Leaders in Europe are promising to “liberalize” their economies in an effort to grow those economies, but they face an enormous wall of vested interests that don’t want anything to change.

Take the case of Simon Galina, a 38-year-old taxi driver in Rome. His profession is one of many in Italy likely to undergo “liberalization,” and he doesn’t like it one bit.

Liberalization is a very big problem. It’s a big problem for him because he took out a $185,000 loan ten years ago to purchase a taxi license and he still has five years of payments left. He’s worried that if the government changes the rules now, it will likely be much more difficult for him to pay it back.

Right now the number of taxis in Italian cities is tightly controlled by the local governments.
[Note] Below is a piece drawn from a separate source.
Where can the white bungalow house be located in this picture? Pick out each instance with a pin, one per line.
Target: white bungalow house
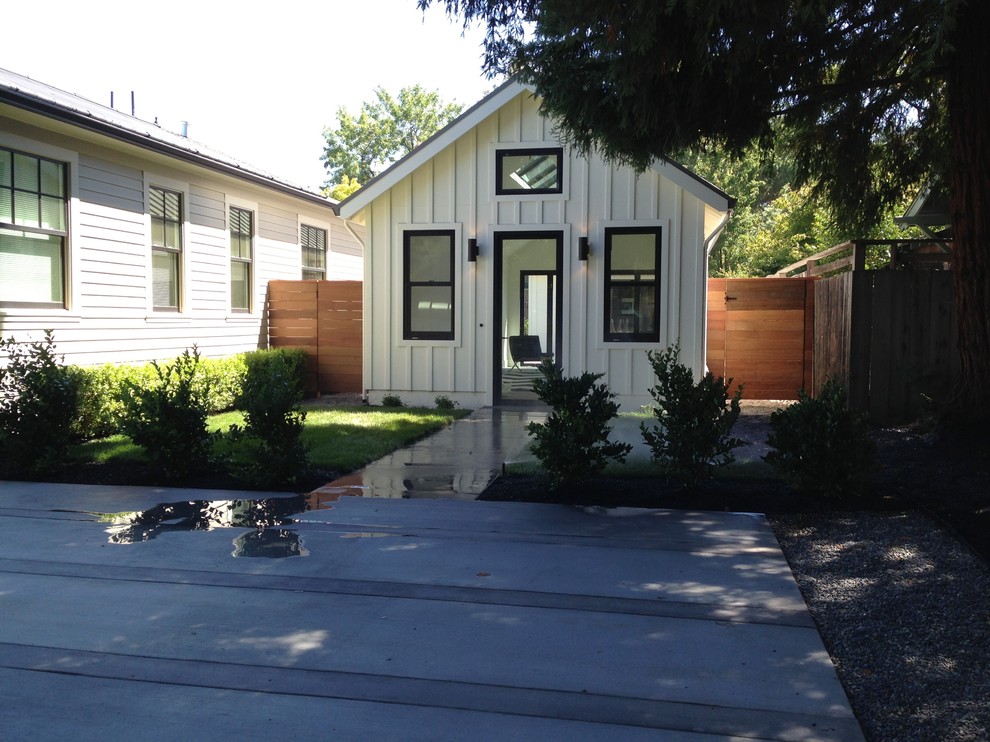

If liberalization really does occur there will no longer be a cap on the number of cabs, and the cost for a license will fall dramatically, if not to zero. Bottom line, it’s going to be a lot easier to get into the taxi business. (Economists call this lower barriers to entry.)

That will be good news for Italian consumers: It’s going to be easier to find a cab, and cheaper to boot. But falling fares mean less income for Galina, and there’s that monthly loan payment  he will still have to pay regardless.

The government has already begun this process in Athens, Greece, and it has led to tremendous violence as drivers protest the changes. Now imagine this change writ large across an entire society where hundreds and hundreds of professions have the same decades-old pay-to-play fee structure. Italian Prime Minister Silvio Berlusconi and Finance Minister Giulio Tremonti promised to do just that on Friday night. Berlusconi agreed to the measures in exchange for the European Central Bank buying Italian debt on the open market, and acting as a buyer of last resort.

Economists believe liberalization will lead to more jobs, which means higher economic growth and more tax revenue, exactly what countries like Italy need to pay back their debts.

Galina is torn — he realizes he has a vested interest in keeping Italy the way it has been.

”I know that liberalization is good for the economy because they give a job for the other people, but it’s a big problem for us,” Galina said.